Replace only on line 5.

Line ranges

Terminal window
sed '2,7s/old/new/g' file.txt

Replace on lines 2 through 7.

Pattern matching

Terminal window
sed '/^DEBUG/s/old/new/g' app.log

Replace only on lines starting with “DEBUG”.

Terminal window
sed '/start/,/end/s/old/new/g' file.txt

Replace between the first line matching “start” and the first line matching “end” (inclusive).

Deleting lines (the d command)

Sometimes you want to remove lines entirely:

Delete lines matching a pattern
sed '/^#/d' config.conf

Delete all comment lines (starting with #).

Delete line ranges
sed '10,20d' file.txt

Delete lines 10–20.

Printing specific lines (the p command with -n)

Terminal window
sed -n '5,10p' file.txt

Print only lines 5–10 (like head -n 10 | tail -n 6, but shorter).

In-place editing with -i (the dangerous one)

By default, sed outputs to stdout. To actually overwrite the file:

Terminal window
sed -i 's/old/new/g' file.txt

But here’s the gotcha: macOS’s BSD sed is different from GNU sed. On macOS, you must provide a backup extension:

macOS: requires -i '' for no backup
sed -i '' 's/old/new/g' file.txt

Without the empty string, BSD sed treats the script argument as the backup extension and the filename as the command, causing an error.
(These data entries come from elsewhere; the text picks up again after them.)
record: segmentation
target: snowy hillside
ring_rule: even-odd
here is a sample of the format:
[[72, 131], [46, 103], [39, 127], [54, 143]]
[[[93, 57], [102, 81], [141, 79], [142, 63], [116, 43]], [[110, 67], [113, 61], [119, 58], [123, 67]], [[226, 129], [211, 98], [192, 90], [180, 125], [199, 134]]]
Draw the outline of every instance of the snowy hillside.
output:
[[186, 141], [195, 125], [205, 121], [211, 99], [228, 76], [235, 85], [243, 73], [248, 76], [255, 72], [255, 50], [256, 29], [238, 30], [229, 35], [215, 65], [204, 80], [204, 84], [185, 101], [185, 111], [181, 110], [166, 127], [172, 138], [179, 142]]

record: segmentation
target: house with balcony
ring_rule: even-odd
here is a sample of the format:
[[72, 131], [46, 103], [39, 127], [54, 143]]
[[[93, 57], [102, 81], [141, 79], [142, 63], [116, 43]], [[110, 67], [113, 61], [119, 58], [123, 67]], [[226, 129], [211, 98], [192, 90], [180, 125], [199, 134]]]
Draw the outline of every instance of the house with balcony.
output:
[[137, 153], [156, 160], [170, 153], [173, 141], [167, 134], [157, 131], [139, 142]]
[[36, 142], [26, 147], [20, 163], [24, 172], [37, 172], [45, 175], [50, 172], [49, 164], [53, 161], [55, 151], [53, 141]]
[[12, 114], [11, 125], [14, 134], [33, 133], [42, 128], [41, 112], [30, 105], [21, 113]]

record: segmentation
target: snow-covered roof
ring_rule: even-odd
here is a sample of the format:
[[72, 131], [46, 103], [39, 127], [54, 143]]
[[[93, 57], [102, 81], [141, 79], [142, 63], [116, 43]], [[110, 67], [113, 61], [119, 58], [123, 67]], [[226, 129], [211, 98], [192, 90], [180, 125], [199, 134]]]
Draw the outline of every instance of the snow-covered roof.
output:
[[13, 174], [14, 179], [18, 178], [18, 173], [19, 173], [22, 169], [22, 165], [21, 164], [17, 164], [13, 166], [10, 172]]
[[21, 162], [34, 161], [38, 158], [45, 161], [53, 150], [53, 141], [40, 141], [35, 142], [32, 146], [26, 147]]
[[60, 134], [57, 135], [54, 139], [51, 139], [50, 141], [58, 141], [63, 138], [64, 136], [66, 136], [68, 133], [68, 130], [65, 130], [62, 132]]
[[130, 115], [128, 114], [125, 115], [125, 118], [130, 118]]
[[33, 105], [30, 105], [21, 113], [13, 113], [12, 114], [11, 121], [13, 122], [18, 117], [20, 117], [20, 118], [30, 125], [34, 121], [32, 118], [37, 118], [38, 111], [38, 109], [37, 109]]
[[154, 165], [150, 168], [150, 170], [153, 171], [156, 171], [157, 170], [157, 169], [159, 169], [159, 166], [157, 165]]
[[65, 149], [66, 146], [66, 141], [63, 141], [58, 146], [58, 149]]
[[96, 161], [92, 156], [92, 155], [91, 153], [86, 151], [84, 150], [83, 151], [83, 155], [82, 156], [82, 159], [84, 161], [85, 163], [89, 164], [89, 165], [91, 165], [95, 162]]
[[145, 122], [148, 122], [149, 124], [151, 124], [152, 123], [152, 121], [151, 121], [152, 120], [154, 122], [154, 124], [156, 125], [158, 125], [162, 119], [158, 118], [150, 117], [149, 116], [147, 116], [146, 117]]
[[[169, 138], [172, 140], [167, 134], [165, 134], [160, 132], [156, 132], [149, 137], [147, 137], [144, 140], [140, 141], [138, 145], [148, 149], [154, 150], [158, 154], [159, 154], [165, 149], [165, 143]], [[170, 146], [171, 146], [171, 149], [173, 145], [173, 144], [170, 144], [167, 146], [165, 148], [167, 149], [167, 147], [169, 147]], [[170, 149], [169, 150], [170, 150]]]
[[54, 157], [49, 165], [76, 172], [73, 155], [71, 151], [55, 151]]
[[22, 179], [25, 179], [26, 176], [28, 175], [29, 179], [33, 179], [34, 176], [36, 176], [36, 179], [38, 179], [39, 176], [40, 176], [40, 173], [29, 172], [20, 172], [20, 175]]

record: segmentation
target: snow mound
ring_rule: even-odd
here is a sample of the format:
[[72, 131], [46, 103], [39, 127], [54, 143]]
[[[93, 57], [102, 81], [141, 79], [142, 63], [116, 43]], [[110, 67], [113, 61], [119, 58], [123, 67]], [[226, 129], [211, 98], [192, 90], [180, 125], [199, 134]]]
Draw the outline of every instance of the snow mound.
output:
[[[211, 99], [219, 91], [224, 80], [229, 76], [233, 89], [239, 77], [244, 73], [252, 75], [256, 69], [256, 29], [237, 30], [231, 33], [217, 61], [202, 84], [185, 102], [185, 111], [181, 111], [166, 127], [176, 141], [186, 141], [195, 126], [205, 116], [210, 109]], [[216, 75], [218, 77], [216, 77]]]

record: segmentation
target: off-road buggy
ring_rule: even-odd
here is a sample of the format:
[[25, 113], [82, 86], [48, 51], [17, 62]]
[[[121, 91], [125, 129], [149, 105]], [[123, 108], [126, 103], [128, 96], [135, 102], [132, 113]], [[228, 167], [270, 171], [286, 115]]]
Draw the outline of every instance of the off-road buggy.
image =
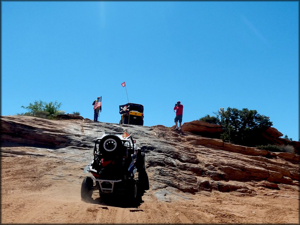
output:
[[135, 103], [127, 103], [119, 106], [121, 114], [120, 124], [144, 125], [144, 106]]
[[92, 162], [83, 170], [84, 173], [90, 172], [94, 177], [87, 177], [82, 181], [83, 199], [91, 199], [93, 192], [99, 190], [104, 201], [123, 194], [135, 203], [149, 190], [145, 153], [130, 134], [105, 132], [96, 140], [93, 154]]

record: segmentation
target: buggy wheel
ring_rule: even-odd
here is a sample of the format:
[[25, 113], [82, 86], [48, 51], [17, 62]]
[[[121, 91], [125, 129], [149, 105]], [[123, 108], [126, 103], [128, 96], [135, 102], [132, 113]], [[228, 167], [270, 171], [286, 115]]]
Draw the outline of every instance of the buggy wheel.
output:
[[128, 202], [135, 204], [136, 203], [138, 196], [136, 182], [135, 180], [133, 180], [130, 181], [130, 183], [128, 184], [128, 185], [127, 192]]
[[123, 124], [128, 124], [128, 118], [126, 116], [124, 117], [124, 119], [123, 120]]
[[[139, 151], [140, 151], [139, 150]], [[145, 171], [146, 160], [145, 159], [145, 154], [144, 152], [138, 152], [136, 158], [136, 168], [137, 172], [142, 172]]]
[[109, 135], [101, 139], [99, 144], [99, 150], [104, 150], [102, 153], [105, 154], [114, 152], [122, 145], [122, 142], [118, 137]]
[[81, 198], [85, 200], [90, 200], [92, 197], [93, 190], [92, 188], [94, 185], [93, 179], [89, 177], [86, 177], [82, 182], [81, 184], [81, 189], [80, 194]]

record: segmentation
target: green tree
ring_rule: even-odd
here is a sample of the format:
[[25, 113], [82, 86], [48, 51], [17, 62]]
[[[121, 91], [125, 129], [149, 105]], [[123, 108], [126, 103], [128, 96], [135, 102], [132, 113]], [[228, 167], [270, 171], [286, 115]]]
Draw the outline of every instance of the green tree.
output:
[[246, 146], [255, 146], [259, 142], [256, 138], [273, 123], [269, 118], [247, 108], [239, 110], [228, 107], [221, 108], [216, 113], [219, 124], [224, 127], [222, 137], [225, 141]]
[[292, 138], [289, 138], [289, 137], [287, 136], [287, 135], [286, 134], [284, 136], [284, 139], [287, 139], [287, 140], [288, 140], [289, 141], [292, 141], [293, 140]]
[[216, 117], [207, 115], [199, 119], [210, 123], [221, 125], [224, 133], [220, 137], [224, 141], [247, 146], [262, 144], [259, 137], [262, 132], [272, 125], [267, 116], [247, 108], [239, 110], [228, 107], [220, 108]]
[[199, 119], [198, 120], [203, 122], [206, 122], [208, 123], [211, 123], [212, 124], [218, 124], [218, 119], [215, 116], [211, 116], [209, 114], [208, 114], [204, 117], [202, 117]]
[[[40, 100], [38, 101], [35, 101], [33, 103], [29, 103], [28, 106], [22, 106], [21, 107], [28, 110], [32, 116], [39, 117], [39, 115], [42, 114], [42, 118], [44, 118], [48, 116], [48, 115], [51, 116], [55, 115], [61, 105], [61, 103], [58, 103], [57, 101], [47, 103]], [[42, 112], [43, 111], [47, 113], [43, 113]]]

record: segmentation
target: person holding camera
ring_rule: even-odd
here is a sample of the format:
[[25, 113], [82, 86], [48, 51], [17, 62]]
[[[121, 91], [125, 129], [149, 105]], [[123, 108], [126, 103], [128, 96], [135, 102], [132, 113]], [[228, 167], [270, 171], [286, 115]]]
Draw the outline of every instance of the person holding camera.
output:
[[[177, 103], [175, 104], [174, 107], [174, 110], [176, 110], [176, 116], [175, 117], [174, 122], [175, 125], [176, 126], [175, 130], [180, 130], [181, 129], [181, 122], [182, 121], [182, 111], [183, 110], [183, 106], [180, 104], [180, 102], [178, 101]], [[177, 126], [177, 122], [179, 122], [179, 127]]]

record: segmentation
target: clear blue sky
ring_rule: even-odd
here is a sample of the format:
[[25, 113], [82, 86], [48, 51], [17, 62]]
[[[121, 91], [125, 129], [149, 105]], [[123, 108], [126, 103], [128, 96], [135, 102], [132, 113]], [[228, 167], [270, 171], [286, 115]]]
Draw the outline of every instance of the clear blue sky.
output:
[[299, 1], [2, 1], [1, 112], [35, 100], [118, 123], [118, 106], [144, 107], [144, 125], [248, 108], [299, 140]]

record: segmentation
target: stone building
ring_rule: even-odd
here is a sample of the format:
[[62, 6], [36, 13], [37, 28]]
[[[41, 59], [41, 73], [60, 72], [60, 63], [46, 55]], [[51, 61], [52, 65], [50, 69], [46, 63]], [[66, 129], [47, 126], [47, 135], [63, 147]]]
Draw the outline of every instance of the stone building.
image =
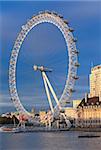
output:
[[91, 69], [90, 74], [90, 97], [98, 96], [101, 98], [101, 65]]
[[99, 97], [84, 98], [77, 107], [77, 127], [101, 127], [101, 101]]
Forget this once and you’ll be searching StackOverflow forever. Write it into your muscle memory now.

To be safe across systems, always use:

Terminal window
sed -i.bak 's/old/new/g' file.txt

Creates a .bak backup on all platforms, which you can delete later (or keep, your call).
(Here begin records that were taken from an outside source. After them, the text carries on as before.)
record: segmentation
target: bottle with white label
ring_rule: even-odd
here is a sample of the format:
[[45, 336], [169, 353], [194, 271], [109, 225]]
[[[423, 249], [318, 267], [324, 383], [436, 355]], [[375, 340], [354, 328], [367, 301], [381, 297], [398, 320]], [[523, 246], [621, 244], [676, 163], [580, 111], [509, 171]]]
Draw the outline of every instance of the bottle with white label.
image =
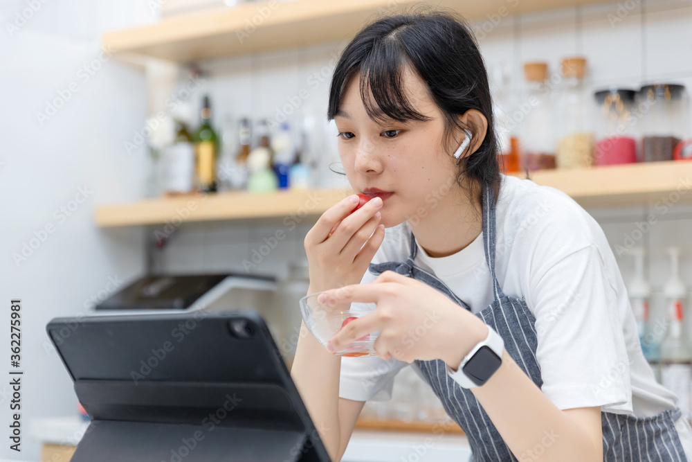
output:
[[692, 405], [692, 354], [683, 329], [685, 286], [678, 274], [680, 249], [670, 248], [668, 253], [671, 276], [664, 287], [664, 294], [669, 324], [661, 342], [661, 383], [677, 396], [677, 405], [689, 420]]
[[663, 332], [657, 335], [657, 332], [647, 328], [651, 287], [644, 277], [644, 249], [641, 247], [635, 247], [630, 251], [630, 254], [635, 258], [635, 277], [630, 281], [627, 287], [630, 296], [630, 305], [637, 320], [641, 352], [653, 370], [656, 380], [660, 382], [658, 363], [661, 335]]

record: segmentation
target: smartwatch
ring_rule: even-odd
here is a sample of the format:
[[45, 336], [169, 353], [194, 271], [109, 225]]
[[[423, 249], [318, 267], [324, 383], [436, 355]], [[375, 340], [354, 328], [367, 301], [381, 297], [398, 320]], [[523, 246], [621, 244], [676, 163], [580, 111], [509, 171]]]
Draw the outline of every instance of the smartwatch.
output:
[[502, 364], [504, 341], [493, 328], [488, 326], [488, 337], [479, 342], [462, 359], [455, 372], [447, 365], [447, 375], [463, 388], [481, 387]]

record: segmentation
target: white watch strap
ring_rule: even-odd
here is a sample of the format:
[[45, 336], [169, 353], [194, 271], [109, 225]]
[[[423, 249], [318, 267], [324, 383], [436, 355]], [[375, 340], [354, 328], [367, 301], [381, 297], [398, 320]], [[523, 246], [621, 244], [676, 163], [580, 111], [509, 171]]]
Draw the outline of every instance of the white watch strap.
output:
[[468, 377], [464, 373], [463, 368], [464, 366], [468, 362], [473, 355], [475, 354], [481, 347], [487, 346], [492, 350], [495, 355], [500, 357], [500, 359], [502, 358], [502, 352], [504, 350], [504, 341], [502, 340], [502, 337], [500, 336], [497, 332], [495, 331], [493, 328], [488, 327], [488, 336], [485, 337], [485, 339], [482, 341], [478, 342], [475, 346], [474, 346], [471, 350], [466, 355], [462, 362], [459, 364], [459, 367], [457, 370], [452, 371], [450, 368], [449, 365], [446, 366], [447, 368], [447, 375], [452, 377], [455, 382], [459, 384], [464, 388], [475, 388], [477, 385], [471, 381]]

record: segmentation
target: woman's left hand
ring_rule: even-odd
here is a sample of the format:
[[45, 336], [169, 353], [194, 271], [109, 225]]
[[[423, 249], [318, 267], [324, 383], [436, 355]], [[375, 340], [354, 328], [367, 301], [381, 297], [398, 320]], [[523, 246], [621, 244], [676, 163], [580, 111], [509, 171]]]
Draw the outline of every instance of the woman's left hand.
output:
[[331, 346], [332, 352], [379, 330], [374, 348], [383, 359], [394, 357], [412, 362], [439, 359], [455, 368], [488, 334], [479, 317], [442, 292], [393, 271], [384, 272], [368, 284], [327, 291], [320, 301], [377, 305], [331, 338], [327, 348]]

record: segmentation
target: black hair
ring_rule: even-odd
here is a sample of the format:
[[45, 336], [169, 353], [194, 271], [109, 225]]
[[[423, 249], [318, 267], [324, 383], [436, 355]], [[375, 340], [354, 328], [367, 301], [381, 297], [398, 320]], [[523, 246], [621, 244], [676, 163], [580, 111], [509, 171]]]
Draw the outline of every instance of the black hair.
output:
[[[466, 21], [449, 10], [419, 8], [382, 17], [361, 29], [342, 52], [334, 69], [327, 119], [334, 118], [348, 85], [359, 75], [361, 98], [372, 120], [427, 120], [404, 94], [401, 75], [407, 65], [427, 85], [444, 115], [443, 145], [450, 155], [458, 145], [452, 140], [455, 132], [466, 129], [474, 138], [480, 136], [480, 127], [463, 125], [457, 120], [459, 116], [475, 109], [487, 119], [482, 143], [473, 154], [464, 153], [457, 160], [456, 181], [470, 198], [479, 193], [477, 186], [491, 185], [497, 200], [498, 144], [488, 74]], [[367, 97], [370, 92], [376, 106]]]

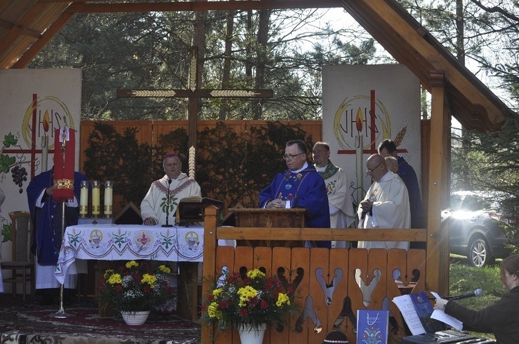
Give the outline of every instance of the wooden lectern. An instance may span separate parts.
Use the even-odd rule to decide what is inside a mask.
[[[262,208],[232,208],[237,227],[286,227],[303,228],[307,210],[264,209]],[[293,240],[237,240],[237,246],[268,247],[303,247],[304,241]]]

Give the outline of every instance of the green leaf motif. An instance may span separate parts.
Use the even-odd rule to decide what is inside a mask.
[[[3,136],[3,145],[6,148],[9,148],[12,145],[15,145],[18,143],[18,139],[15,137],[12,133],[9,133]]]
Dealing with special characters (the / problem)

If your find/replace contains slashes (like file paths), change the delimiter:

Using ; as delimiter instead of /
sed 's;/home/kingpin;/home/notkingpin;g' paths.txt

Or use any other character that’s unlikely to appear in your data (;, |, #, @).

Real-world use cases

Strip comments from a config:

Terminal window
sed '/^#/d' nginx.conf | sed '/^$/d'

Delete comment lines AND blank lines. Pipe it to tee to overwrite in place:

Terminal window
sed -i '/^#/d; /^$/d' nginx.conf

Fix Windows line endings (CRLF to LF):

Terminal window
sed -i 's/\r$//' filename.txt

Extract and clean up log lines:

Terminal window
sed -n '/ERROR/p' app.log | sed 's/ERROR:/[!]/g'

Bulk rename variables in code:

Terminal window
sed -i 's/\bOLD_VAR\b/NEW_VAR/g' *.py

The \b is a word boundary — matches “OLD_VAR” but not “OLD_VAR_SUFFIX”.

Quick cheatsheet

PatternWhat it does
sed 's/find/replace/' fileReplace first on each line
sed 's/find/replace/g' fileReplace all on each line
sed 's/find/replace/i' fileCase-insensitive
sed '5s/find/replace/' fileLine 5 only
sed '2,7s/find/replace/g' fileLines 2–7
sed '/pattern/s/find/replace/g' fileLines matching pattern
sed '/start/,/end/s/find/replace/g' fileBetween patterns
sed '/pattern/d' fileDelete matching lines
sed -n '5,10p' filePrint lines 5–10
sed -i.bak 's/find/replace/g' fileIn-place with backup
sed -e 's/a/b/g' -e 's/c/d/g' fileMultiple expressions

That’s it. You now know enough sed to handle 95% of real-world situations. The man page is a rabbit hole of obscure features — you don’t need them yet. Start with s/find/replace/g, and level up only when you hit a wall.

Your config files (and your 2 AM self) will thank you.